Hulu says it has 25 million subscribers, the majority of them on an ad-supported plan — so they’re used to seeing TV-style commercial breaks before and during their viewing experience. However, Vice President and Head of Advertising Platforms Jeremy Helfand said the company realizes that having a video ad pop up as soon as you hit pause could be bad for both viewers and advertisers.

For the viewer, “It can be jarring — you think you’ve paused the content, but you’re still seeing sight, sound and motion.” As for the advertiser, they don’t want to create a 30-second ad that the viewer doesn’t see because they left for the kitchen or the bathroom, or because the viewer unpauses the show 10 seconds later.

Conversely, Helfand said that in during user testing, Hulu found that viewers accepted the format “if the ad is subtle and relevant.” So the Hulu Pause Ad is more like a translucent banner ad that appears on the right side of the screen. (“It’s like a car billboard on the side of the road.”) This makes for a better viewing experience, since it’s less distracting than video and you can still see your TV show underneath. And Helfand argued that it’s also better for the brand, because it allows them to get their message across in a quick and simple way.

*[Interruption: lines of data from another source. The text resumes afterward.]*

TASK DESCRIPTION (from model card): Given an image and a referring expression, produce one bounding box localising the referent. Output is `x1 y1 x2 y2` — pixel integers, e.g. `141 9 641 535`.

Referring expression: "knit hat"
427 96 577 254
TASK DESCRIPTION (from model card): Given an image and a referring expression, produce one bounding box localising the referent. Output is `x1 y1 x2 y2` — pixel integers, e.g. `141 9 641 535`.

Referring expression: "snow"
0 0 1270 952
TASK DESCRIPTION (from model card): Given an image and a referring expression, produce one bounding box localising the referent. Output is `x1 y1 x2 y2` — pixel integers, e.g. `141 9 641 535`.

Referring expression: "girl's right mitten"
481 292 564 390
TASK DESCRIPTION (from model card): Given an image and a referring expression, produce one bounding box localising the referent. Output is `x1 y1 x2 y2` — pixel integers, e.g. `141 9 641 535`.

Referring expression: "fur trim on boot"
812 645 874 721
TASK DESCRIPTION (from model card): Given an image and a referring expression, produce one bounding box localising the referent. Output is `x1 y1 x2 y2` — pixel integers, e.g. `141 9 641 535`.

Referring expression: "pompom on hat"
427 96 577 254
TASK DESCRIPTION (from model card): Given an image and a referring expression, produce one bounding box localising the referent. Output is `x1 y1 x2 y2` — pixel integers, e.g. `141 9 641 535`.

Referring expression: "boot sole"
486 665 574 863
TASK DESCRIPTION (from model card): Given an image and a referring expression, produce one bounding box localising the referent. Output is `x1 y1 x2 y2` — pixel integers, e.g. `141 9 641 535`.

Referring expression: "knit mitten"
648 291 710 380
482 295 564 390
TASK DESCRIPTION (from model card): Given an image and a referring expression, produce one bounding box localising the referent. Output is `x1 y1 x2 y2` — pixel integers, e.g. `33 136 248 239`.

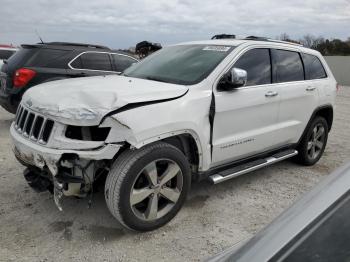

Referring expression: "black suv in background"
0 42 138 113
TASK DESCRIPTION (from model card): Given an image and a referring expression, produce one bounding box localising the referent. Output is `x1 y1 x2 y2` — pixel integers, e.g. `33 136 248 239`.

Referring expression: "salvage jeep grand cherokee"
11 39 337 231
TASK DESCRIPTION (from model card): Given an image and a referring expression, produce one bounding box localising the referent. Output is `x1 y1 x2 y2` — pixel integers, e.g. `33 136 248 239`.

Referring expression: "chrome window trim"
68 51 139 74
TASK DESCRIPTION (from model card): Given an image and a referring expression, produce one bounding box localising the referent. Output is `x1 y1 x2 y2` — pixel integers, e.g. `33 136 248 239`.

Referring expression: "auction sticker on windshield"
203 45 230 52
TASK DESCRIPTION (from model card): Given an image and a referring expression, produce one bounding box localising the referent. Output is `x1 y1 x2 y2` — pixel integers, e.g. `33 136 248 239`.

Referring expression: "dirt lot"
0 87 350 261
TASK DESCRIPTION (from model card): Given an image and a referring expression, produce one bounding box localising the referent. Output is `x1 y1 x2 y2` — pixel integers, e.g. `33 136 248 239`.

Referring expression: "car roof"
177 38 319 54
21 42 111 50
0 46 18 51
21 42 137 60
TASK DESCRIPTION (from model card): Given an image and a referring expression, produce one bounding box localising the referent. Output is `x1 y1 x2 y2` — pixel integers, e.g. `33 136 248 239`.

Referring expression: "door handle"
265 91 278 97
306 86 316 91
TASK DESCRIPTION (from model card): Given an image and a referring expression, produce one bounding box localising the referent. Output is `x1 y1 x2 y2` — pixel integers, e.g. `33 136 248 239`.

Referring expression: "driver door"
212 48 280 166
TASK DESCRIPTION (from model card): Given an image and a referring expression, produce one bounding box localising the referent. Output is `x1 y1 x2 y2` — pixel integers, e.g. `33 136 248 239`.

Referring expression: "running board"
209 149 298 184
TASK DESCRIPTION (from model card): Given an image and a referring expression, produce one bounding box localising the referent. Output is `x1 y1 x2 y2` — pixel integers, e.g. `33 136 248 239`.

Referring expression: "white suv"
11 39 336 231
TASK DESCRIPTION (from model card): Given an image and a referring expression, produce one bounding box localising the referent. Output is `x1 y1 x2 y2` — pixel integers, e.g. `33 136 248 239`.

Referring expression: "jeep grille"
15 106 54 144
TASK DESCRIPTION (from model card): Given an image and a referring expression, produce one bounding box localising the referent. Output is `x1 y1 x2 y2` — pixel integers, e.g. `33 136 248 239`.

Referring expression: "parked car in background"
0 42 138 113
208 163 350 262
0 45 18 69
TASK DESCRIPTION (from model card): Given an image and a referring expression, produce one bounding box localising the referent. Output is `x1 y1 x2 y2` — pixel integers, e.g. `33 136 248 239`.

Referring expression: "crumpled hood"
22 75 188 126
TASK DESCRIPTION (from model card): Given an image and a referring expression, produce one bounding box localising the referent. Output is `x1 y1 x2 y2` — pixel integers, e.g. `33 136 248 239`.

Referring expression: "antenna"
35 29 44 44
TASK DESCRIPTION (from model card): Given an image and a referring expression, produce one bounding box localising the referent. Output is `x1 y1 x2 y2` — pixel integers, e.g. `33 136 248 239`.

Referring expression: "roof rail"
243 35 303 46
38 42 110 49
268 39 303 46
211 34 236 39
243 35 268 41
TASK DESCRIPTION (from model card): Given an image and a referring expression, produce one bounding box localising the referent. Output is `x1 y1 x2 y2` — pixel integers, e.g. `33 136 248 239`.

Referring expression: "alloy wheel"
307 124 326 159
130 159 183 221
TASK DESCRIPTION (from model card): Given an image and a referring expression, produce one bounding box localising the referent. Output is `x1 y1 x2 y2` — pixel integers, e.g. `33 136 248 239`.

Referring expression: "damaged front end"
11 105 126 210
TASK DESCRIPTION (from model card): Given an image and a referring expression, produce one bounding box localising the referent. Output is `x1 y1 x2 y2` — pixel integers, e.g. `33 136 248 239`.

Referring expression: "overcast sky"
0 0 350 48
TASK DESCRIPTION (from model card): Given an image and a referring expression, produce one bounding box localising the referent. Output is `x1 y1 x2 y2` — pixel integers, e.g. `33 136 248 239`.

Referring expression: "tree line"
277 33 350 56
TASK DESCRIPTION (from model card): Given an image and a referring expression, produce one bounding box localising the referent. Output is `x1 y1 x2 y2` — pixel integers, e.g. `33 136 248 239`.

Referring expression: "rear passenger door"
212 48 280 166
271 49 319 144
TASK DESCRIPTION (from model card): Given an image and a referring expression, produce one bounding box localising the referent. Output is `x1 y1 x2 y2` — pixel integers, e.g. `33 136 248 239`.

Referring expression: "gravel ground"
0 87 350 261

Also, Pause Ads won’t appear until several seconds after you pause. That’s in case you’ve paused to rewind or otherwise adjust the video (which isn’t really an ideal time to show an ad). So if you start fiddling with the controls, the Pause Ad either won’t appear at all, or it will immediately disappear if it’s already on-screen. Similarly, it should disappear as soon as you hit play again.

When asked if this might give advertisers who are sensitive to where their ads appear something else to worry about — say if their banner shows up next to a risqué sex scene or a gory death scene — Helfand noted that Pause Ads won’t be appearing on episodes that have been rated TV-MA, and that Hulu allows advertisers to target or “anti-target” (explicitly avoid) based on genre, and it sounds like these capabilities will be further refined.

Hulu plans to launch the first Pause Ads in the second quarter of this year, and it’s already announcing two advertisers — Coca-Cola and Charmin. Helfand will appear in select on-demand content in the Hulu library.

The unit will probably continue evolving over time — the exact size and placement could change. Also, Hulu is still figuring out the exact pricing model, but Helfand said it’s envisioned as part of a larger package for advertisers.

And while it’s understandable for viewers to be annoyed when they see ads in new palces, Helfand suggested this is part of a broader push towards “non-disruptive formats,” where ads don’t interrupt your viewing experience. In fact, the goal is to make these new formats account for 50 percent of Hulu’s advertising within the next three years.